In the previous post we introduced Consul to help us to bootstrap a Nomad cluster. The Nomad servers only make up a small part of the Nomad cluster as a whole. To complete our Nomad cluster we also need Nomad clients.
Configuring Nomad clients requires a bit more work than configuring the Nomad servers.
Nomad relies on task drivers to execute different types of tasks. An example of a task driver is docker. There are a few task drivers that comes bundled with Nomad:
- Docker
- Isolated Fork/Exec
- Java
- QEMU
- Raw Fork/Exec
Drivers still require some extra work. For instance, the Docker driver interacts with, and manages, docker containers on the client but you still need to install Docker itself on the client. Docker is not bundled with Nomad, only the Docker task driver for Nomad.

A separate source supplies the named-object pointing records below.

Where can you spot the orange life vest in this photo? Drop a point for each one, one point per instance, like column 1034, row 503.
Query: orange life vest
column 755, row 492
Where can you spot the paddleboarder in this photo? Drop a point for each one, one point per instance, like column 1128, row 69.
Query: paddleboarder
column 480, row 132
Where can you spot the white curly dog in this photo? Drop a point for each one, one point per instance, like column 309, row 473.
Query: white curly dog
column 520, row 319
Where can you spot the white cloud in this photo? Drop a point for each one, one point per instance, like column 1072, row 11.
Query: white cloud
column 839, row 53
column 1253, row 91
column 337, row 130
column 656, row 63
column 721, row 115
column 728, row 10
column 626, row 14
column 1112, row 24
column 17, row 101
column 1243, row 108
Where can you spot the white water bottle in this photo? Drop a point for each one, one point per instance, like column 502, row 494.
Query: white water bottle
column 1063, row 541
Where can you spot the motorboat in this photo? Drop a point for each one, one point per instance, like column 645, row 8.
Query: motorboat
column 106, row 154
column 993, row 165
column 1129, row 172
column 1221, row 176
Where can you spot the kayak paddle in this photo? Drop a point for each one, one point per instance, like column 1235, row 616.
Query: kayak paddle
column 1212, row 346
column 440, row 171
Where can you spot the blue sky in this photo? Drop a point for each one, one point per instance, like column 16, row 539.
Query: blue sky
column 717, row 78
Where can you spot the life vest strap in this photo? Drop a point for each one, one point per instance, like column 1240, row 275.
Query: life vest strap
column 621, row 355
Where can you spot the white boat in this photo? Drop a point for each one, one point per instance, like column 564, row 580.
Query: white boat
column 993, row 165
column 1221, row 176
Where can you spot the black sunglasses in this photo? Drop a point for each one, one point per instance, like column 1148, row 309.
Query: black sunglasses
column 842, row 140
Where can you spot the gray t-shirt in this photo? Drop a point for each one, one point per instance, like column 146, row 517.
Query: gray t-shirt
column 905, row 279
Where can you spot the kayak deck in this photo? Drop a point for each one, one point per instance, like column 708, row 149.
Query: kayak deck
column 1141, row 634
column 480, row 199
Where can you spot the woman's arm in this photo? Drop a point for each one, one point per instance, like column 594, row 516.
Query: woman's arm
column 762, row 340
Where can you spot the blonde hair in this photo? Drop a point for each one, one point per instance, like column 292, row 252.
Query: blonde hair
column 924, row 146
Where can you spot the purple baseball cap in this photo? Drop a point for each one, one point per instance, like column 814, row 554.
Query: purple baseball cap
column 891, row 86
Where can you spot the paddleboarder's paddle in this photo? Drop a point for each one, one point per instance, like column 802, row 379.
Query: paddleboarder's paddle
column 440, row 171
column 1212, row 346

In this blog post we will launch a simple Nomad job that uses the exec2 task driver. This task driver allows us to run commands on the Nomad client machine. This task driver is complex enough to show the full workflow of configuring clients, because it does not come bundled with Nomad.
Once we have the task driver installed and everything configuring we will run a job that does one thing before it shuts down: it echos “Hello, World!”.
When we are done with this work we will have the following architecture on Azure:
The source code presented in this blog post is available on the accompanying GitHub repository. Look in the part03 directory.
Accompanying git repository for my blog series on “Nomad on Azure”
Provisioning Nomad clients#
The Nomad clients will run as an Azure VMSS, just like our Nomad servers. Since this is the third VMSS we create it is time to start thinking about Terraform modules.
Another thing we realize is that the number of subnets in our VNet will now reach three, so it could be time to think about refactoring the VNet and subnet code a bit.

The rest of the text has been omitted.